Why is native traffic colder than paid social?
A native click comes from someone reading an article, not scrolling a feed they came to browse — content-browsing mode, not shopping-adjacent scrolling. There is no creator, no social proof, and no brand the reader chose to follow. Intent is lower and trust is borrowed from the publisher, not the brand, so the landing page has to build more belief than a paid-social one.
Do Taboola and Outbrain require an advertorial landing page?
Effectively, yes, for editorial-style campaigns. Both networks require a prominent "Advertorial" or "Advertisement" label across the top of any page that could be confused with editorial, plus substantiated claims and health or finance disclaimers in the footer. A bare product page styled as an article without those elements fails review.
Can I send native ad traffic straight to my product page?
You can try, but it usually fails twice. The reader is too cold — they were reading content, not shopping — so a closing page with a price and a buy button asks for a decision they have not reached. And the networks will not approve a bare product page as the destination for an editorial-style native ad in the first place. The fix is an advertorial-grade pre-lander between the widget and the product page.

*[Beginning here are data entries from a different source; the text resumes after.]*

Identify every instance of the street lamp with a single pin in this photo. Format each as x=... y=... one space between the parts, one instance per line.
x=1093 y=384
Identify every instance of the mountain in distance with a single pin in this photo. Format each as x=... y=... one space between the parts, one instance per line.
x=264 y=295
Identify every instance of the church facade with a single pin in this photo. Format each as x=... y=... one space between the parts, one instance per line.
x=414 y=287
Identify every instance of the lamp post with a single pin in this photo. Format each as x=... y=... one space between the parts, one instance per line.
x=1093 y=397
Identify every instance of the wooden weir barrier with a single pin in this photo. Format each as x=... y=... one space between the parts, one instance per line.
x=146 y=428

What is the difference between native ad creative and the native landing page?
The native ad creative is the thumbnail image and headline that appear inside the recommendation widget — the tile a reader clicks. The native landing page is where that click lands: the advertorial or listicle pre-lander. They are two different assets. Some networks offer tools to generate the creative; the landing page is a separate build and where most of the conversion work happens.
Which DTC categories run native ads the most?
Supplements and nutra, finance, and education-heavy DTC dominate native — categories where the buyer needs teaching before the sale, which is exactly what an advertorial does well. The editorial frame lets a brand explain a mechanism and lower skepticism in a way a product page cannot, which is why these verticals built native into their playbook.